What Odom provided the Lakers off the bench from 2008-11 was astounding. Having a point forward coming off the bench and giving them 30 quality minutes on a nightly basis made the Lakers a difficult team to slow down. Over that time period, Odom was amongst the league leader's in plus/minus ratio.
Jamison isn't used to coming off the bench on a championship-caliber roster, while Odom thrived under those conditions.
Although Odom was a train wreck in Dallas last year, he won the Sixth Man of the Year award in 2011, his final season with the Lakers.
Jamison has only been out of the first round of the playoffs once in his career, and that was back in the 2005 playoffs when he was a member of the Washington Wizards.
The Lakers will be judged based upon their postseason success, as their goal is to win a championship and anything short of that would be considered a disappointment.
There is no denying the fact that Jamison has had an excellent career in the NBA. Since being drafted in 1998, Jamison has averaged 17.2 points, 6.3 rebounds, 1.7 assists on 45 percent shooting.
Odom was drafted a year later and has averaged 14.2 points, 8.6 rebounds, 3,9 assists on 46.5 percent shooting.
Based solely upon those stats, it is evident that Jamison has been the better scorer but has been outdone by Odom in every other area.
Jamison's scoring average doesn't tell the whole story because he hasn't been necessarily efficient while scoring those points.
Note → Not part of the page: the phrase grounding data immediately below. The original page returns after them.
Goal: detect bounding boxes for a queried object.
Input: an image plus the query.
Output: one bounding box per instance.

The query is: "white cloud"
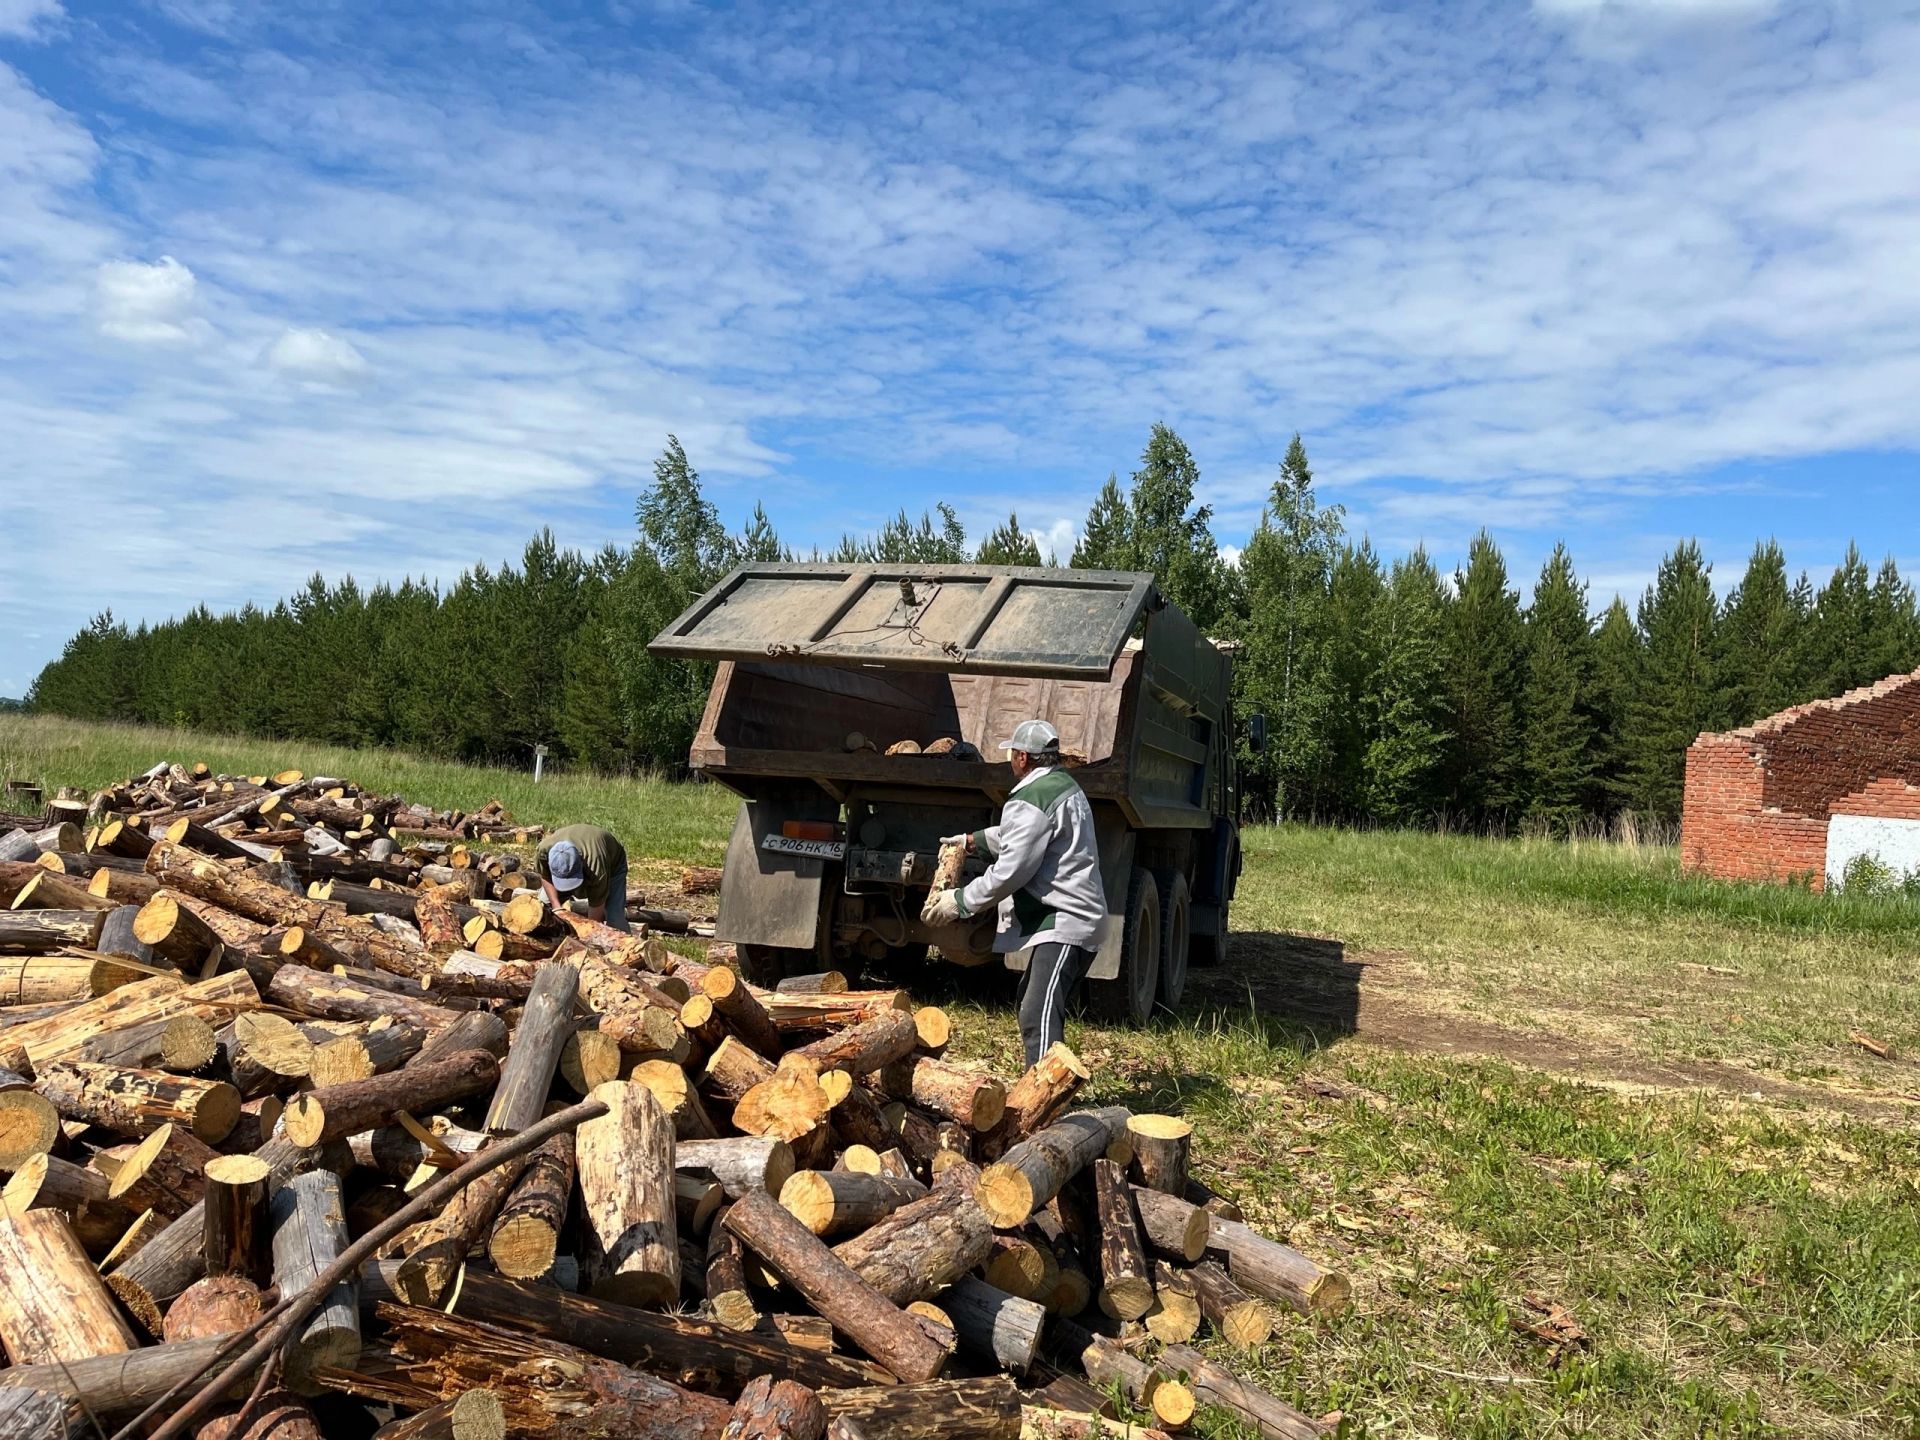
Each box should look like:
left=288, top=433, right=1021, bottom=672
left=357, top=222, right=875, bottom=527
left=94, top=256, right=197, bottom=343
left=264, top=327, right=369, bottom=387
left=0, top=0, right=60, bottom=41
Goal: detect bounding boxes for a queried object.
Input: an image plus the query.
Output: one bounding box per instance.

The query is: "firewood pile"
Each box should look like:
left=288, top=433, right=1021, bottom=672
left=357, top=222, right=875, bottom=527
left=0, top=760, right=1350, bottom=1440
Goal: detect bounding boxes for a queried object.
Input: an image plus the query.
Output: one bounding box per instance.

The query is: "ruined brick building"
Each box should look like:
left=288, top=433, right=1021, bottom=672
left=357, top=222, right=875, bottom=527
left=1681, top=668, right=1920, bottom=889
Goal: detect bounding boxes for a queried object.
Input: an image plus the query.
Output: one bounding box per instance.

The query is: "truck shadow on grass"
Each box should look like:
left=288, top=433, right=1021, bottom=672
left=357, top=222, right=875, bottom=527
left=1186, top=931, right=1365, bottom=1047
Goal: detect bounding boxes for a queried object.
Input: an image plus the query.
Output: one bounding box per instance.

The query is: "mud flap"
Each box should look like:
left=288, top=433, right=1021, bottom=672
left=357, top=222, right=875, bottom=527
left=715, top=797, right=832, bottom=951
left=1001, top=816, right=1131, bottom=980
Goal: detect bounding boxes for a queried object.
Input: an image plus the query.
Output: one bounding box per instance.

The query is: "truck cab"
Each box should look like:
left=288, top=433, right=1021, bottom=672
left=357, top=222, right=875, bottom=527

The ex-Tarheel has averaged 16.6 shots per game, meaning he averages 1.03 points per shot
On the other hand, Odom has been able to average his 14.2 points on just 11.4 attempts per game. Put another way, Odom averages 1.24 points per shot, which is significantly higher than Jamison.
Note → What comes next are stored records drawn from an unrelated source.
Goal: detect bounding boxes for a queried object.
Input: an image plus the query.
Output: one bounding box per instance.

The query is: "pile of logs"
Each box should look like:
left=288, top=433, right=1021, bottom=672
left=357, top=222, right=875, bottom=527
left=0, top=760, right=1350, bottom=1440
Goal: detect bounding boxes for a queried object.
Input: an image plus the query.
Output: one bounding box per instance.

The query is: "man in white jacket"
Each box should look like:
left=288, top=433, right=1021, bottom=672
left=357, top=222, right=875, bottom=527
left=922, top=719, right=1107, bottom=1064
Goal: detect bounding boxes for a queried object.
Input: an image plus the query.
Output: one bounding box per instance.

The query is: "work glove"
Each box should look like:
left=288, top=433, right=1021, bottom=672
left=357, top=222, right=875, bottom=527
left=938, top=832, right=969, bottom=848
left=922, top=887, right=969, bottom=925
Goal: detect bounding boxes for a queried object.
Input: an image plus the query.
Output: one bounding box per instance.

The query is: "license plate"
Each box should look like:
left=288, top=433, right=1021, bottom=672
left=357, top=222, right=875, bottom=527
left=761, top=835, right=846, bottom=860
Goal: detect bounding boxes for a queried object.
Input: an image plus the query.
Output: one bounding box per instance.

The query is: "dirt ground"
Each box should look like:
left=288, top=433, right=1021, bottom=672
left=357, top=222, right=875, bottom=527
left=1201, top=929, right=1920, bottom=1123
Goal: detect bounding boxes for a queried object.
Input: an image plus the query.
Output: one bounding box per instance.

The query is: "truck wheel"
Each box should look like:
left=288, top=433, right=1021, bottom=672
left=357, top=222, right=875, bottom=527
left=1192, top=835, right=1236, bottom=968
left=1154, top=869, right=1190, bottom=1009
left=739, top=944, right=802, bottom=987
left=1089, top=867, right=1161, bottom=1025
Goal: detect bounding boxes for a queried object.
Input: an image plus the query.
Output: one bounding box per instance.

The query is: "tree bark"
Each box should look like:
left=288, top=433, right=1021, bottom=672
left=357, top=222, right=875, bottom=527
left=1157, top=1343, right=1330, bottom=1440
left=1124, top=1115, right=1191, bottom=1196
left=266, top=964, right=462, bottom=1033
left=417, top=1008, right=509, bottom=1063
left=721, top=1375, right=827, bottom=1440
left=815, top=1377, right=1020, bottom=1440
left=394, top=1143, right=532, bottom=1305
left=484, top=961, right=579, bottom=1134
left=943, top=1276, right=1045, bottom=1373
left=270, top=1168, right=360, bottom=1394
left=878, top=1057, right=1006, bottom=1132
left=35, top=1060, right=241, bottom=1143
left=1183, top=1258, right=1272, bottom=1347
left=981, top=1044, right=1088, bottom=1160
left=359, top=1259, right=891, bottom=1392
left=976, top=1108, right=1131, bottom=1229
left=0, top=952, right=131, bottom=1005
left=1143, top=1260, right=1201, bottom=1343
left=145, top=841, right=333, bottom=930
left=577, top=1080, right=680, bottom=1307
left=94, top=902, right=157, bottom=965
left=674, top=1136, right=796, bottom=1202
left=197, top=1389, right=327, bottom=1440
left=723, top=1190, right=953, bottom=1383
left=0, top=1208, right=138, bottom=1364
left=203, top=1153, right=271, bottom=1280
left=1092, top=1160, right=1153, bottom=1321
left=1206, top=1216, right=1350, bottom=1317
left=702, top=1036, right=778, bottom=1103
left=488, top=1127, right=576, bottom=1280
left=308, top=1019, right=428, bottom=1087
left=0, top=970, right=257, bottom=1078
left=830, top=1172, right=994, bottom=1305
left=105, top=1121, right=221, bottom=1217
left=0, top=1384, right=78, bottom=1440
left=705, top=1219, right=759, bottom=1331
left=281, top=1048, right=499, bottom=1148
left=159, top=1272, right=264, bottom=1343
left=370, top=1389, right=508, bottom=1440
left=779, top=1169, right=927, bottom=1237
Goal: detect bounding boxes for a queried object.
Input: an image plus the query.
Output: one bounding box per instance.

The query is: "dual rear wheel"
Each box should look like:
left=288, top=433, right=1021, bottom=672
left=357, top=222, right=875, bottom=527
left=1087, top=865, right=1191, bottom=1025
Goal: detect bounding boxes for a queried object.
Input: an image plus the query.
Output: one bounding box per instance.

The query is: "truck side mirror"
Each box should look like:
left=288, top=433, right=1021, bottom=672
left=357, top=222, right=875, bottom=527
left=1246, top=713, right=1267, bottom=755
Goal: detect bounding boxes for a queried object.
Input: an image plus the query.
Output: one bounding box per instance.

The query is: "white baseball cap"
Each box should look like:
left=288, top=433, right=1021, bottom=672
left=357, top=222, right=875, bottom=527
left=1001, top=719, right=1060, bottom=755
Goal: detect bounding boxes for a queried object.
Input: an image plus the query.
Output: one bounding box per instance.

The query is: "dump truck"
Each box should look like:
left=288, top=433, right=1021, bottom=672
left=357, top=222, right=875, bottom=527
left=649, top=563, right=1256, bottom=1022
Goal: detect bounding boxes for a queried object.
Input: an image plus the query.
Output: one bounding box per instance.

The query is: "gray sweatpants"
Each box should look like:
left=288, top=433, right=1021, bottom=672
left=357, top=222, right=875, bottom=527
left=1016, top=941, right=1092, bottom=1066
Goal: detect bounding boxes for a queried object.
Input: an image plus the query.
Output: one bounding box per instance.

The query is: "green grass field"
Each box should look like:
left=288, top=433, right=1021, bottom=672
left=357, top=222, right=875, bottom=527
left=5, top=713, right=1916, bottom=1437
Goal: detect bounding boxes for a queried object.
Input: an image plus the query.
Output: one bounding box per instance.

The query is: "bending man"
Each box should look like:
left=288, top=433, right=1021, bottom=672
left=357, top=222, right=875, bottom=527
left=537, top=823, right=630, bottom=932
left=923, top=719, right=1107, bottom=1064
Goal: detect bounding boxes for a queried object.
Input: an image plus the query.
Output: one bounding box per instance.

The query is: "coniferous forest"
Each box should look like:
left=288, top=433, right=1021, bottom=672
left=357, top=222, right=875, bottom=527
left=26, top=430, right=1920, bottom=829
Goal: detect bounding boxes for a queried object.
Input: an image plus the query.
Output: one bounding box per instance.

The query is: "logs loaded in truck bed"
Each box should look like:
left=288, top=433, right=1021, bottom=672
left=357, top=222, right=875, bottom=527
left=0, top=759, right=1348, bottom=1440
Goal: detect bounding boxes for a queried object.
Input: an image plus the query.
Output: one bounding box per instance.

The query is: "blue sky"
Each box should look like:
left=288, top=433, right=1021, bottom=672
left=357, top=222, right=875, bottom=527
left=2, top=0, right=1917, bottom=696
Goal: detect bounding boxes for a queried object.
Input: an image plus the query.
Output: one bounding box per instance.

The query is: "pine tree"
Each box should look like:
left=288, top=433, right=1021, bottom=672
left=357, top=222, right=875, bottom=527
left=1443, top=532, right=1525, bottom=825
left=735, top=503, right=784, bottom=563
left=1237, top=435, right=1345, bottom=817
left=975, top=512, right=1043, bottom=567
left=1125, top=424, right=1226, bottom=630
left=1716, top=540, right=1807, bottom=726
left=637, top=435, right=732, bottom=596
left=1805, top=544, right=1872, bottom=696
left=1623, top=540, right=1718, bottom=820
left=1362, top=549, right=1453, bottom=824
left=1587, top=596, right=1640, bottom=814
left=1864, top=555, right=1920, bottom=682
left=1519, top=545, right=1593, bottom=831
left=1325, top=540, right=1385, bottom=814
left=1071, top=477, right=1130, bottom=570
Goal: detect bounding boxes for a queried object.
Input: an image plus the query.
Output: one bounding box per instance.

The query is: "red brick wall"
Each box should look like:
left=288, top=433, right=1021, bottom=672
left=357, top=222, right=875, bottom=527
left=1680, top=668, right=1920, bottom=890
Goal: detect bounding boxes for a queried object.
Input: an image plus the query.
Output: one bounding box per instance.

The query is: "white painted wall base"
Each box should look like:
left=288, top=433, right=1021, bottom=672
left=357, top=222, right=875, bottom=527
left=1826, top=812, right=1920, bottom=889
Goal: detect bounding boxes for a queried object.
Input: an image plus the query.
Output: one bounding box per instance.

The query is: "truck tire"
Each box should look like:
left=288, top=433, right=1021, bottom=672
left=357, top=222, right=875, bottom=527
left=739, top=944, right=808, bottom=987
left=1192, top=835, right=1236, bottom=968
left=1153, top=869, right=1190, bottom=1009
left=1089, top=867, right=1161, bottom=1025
Based upon his point-per-shot average, Odom would have averaged 20.5 points per game if he took as many shots per game as Jamison.
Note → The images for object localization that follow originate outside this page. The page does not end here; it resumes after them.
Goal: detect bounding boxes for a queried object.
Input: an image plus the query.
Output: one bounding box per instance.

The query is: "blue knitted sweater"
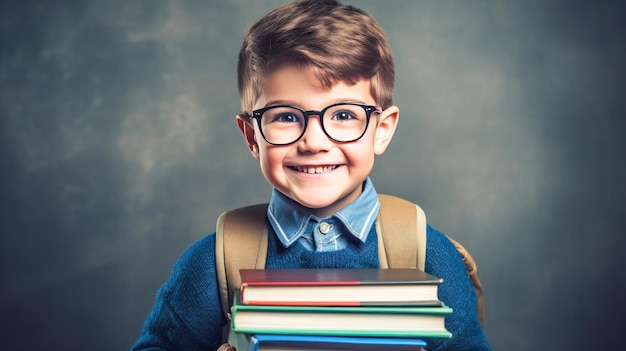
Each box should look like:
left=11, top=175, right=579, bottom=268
left=132, top=224, right=491, bottom=351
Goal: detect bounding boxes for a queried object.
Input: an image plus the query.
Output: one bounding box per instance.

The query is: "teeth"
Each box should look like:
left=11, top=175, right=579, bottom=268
left=293, top=165, right=337, bottom=174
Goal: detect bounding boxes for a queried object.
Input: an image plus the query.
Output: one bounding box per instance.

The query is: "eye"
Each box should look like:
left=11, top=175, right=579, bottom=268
left=269, top=112, right=301, bottom=123
left=331, top=110, right=357, bottom=121
left=274, top=113, right=298, bottom=122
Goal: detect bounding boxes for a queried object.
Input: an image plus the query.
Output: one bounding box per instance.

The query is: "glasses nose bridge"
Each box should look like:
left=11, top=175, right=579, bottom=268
left=300, top=108, right=330, bottom=140
left=302, top=109, right=327, bottom=130
left=303, top=109, right=324, bottom=121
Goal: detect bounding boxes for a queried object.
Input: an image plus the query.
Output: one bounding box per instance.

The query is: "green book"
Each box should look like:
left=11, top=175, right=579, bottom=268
left=230, top=291, right=452, bottom=338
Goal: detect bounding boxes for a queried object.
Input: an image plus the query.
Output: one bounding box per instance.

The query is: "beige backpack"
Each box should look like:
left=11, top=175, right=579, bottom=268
left=214, top=194, right=485, bottom=331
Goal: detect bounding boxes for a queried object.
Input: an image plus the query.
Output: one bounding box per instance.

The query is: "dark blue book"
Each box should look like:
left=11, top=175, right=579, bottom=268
left=229, top=332, right=427, bottom=351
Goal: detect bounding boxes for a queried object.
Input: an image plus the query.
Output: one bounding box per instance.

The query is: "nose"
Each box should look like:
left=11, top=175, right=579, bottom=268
left=297, top=115, right=332, bottom=153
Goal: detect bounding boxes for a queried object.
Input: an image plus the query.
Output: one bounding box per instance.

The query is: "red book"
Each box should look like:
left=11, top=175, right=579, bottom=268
left=239, top=268, right=443, bottom=307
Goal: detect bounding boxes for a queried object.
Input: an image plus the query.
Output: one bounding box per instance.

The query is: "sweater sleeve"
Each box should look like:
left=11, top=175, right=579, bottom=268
left=131, top=233, right=226, bottom=351
left=423, top=225, right=492, bottom=351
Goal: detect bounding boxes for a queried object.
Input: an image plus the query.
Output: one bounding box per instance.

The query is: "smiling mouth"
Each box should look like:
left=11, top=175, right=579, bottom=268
left=290, top=165, right=340, bottom=174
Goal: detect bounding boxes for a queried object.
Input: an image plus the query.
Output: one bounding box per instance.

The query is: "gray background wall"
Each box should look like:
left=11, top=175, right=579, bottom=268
left=1, top=0, right=624, bottom=350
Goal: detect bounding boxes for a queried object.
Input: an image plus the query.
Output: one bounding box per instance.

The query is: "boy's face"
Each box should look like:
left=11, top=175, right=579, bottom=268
left=237, top=67, right=399, bottom=218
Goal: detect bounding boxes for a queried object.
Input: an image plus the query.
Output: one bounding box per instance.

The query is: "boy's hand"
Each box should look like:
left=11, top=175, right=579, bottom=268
left=217, top=343, right=235, bottom=351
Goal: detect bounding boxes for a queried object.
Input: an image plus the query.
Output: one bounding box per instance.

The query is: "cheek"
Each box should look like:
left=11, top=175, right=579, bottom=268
left=343, top=142, right=376, bottom=168
left=258, top=146, right=287, bottom=175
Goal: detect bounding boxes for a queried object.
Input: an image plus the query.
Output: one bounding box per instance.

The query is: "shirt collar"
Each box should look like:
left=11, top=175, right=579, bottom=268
left=267, top=177, right=380, bottom=248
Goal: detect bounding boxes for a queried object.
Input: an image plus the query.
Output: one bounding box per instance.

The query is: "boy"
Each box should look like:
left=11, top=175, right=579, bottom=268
left=132, top=1, right=491, bottom=350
It isn't like Jamison is younger that Odom, as he is four years Odom's senior despite the fact that he was drafted just one year before.
Odom was also a better defender than Jamison, as he was comfortable in the paint and out on the perimeter.
There aren't many scenarios in which Jamison appears to be as valuable as Odom was in the past.
Jamison just doesn't have the same skill set as Odom, but that's fine because the Lakers don't need him to. Instead, they will need him to provide scoring and a spark off the bench.
Odom's versatility was sorely missed by last year's Lakers, as their bench was listless and failed to keep them in games. A lot of responsibility will be on Jamison's shoulders to ensure that the bench is more productive next season.
Jamison has grown accustomed to being the first or second option on bad teams, but that won't be the case next season. He had the chance to continue that trend but chose to sign with the Lakers rather than the lowly Charlotte Bobcats.
That decision proves that Jamison is more interested in winning than putting up decent numbers for an awful team. But only time will tell if he is capable of being an asset on a contender.
Whether or not the Lakers achieve their lofty goals could hinge on Jamison's production, but Laker fans wish they could put their future in the hands of Odom circa 2010.